Cute but Tasty

by Natasha J. Stillman

I live in New Zealand.  I drive by my meat a lot.  In spring the lambs are plentiful, frisky and adorable. Unfortunately for them, they are also tasty, and being New Zealand, lamb is relatively inexpensive and on every menu.  While traveling on the road or on a walk, my husband and I point out animals to each other and find them delightful as they frolic in their natural surroundings.  Despite our eating habits, we are animal lovers. But as we’re pointing them out, in the back of our minds, we think, “Hmmmm.”

We often see snails on the road in front of our house ─ oh so cute in their tiny, slimy glory.  I’ve saved several from being flattened by the crazy drivers who hurtle up our hill, placing them gently out of harm’s way. Yet after our year in Switzerland, escargot is my new favorite food, specifically, escargot with feta stuffed portabella mushrooms, grilled to perfection with crispy brown bread crumbs in the mix.

Once upon a time, I also had a problem eating duck and goose liver.  Sadly, that dilemma went the way of the dinosaurs after our year in Switzerland, also. Pâté de foie gras is simply too good not to be eaten.  While we were living in Zürich, our good friends from Toulouse brought us this heavenly stuff in a jar.
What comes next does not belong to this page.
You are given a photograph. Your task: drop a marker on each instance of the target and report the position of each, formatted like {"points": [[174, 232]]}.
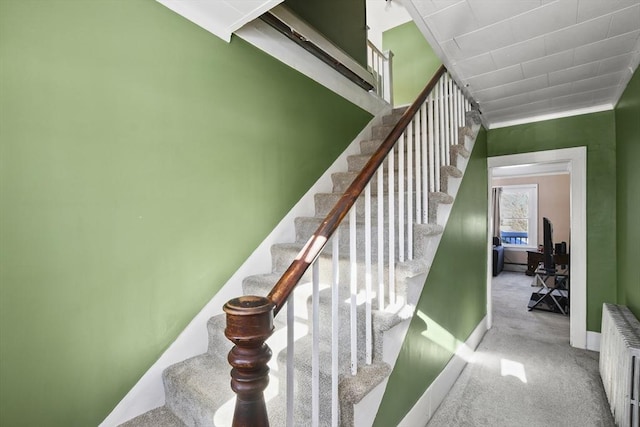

You have to separate the liver from the fat, and then spread it on crackers or bread. We had the most decadent breakfast on our back deck, overlooking the lake.  I’ll never forget it, and as cannibalistic and pitiless as this makes me sound, I’ll never regret it, either.

Now, let’s talk about veal ─ for 12 years, it had been banned from our house. However, if it was on a menu at a restaurant, I’d give it serious consideration, my reasoning being that, hey ─ it’s already dead and in the kitchen, right? Besides, my mother, who is Goan-Indian, has a family dish called ‘veal marengo’ which is simply to die for. It’s so good that I imagine the veal is happy to have made such a permanent commitment to its existence.  But then again, my whole family is a bunch of rabid carnivores ─ we’ve eaten brain, chicken bone marrow, beef tongue, and more. Never let it be said that any part of a sacrificed mammal goes to waste within our tribe.  It made me feel guilty at first, but of course living in Europe put an end to that shame, too. My favorite soup ever while travelling through Europe was a delicate, clear broth made with slices of tasty veal marrow.

We also recently took a trip to Korea, and while I won’t be repeating the particular and dubious gustatory delight that is Seoul sea slug ─ my husband loved it; I filed it under the same category of the ‘less-than-satisfying raw jellyfish incident of Los Angeles 2003’ ─ I am already craving plenty of other foods from that trip, my particular favorite being Korean barbeque-style pig cheeks. Yes ─ pig cheeks. There was a whole restaurant devoted entirely to the cooking and serving of pig cheeks, and it was packed to the rafters.

Don’t bother writing in ─ it’s not like I’m not aware of the cruelty issues and my culpability in them. But I comfort myself by being updated on where most of our food comes from. In New Zealand where the cows and sheep are grass-fed, and one sees the imported deer on venison farms, romping on open grassy plains and hills, I breathe easier, justifying my taste for beef, lamb, and venison by appreciating that these are well-cared for at least, which is more than I can say for those out in the wild living in fear of being chased by hungry coyote or mountain lions.

Perhaps watching chefs like Anthony Bourdain and José Andrés on such a regular basis has left a permanent mark on my psyche. I’ve become an unabashed foodie who’ll try almost anything once. I pause, but I partake.

It’s just who I am, but being a conflicted carnivore is bliss.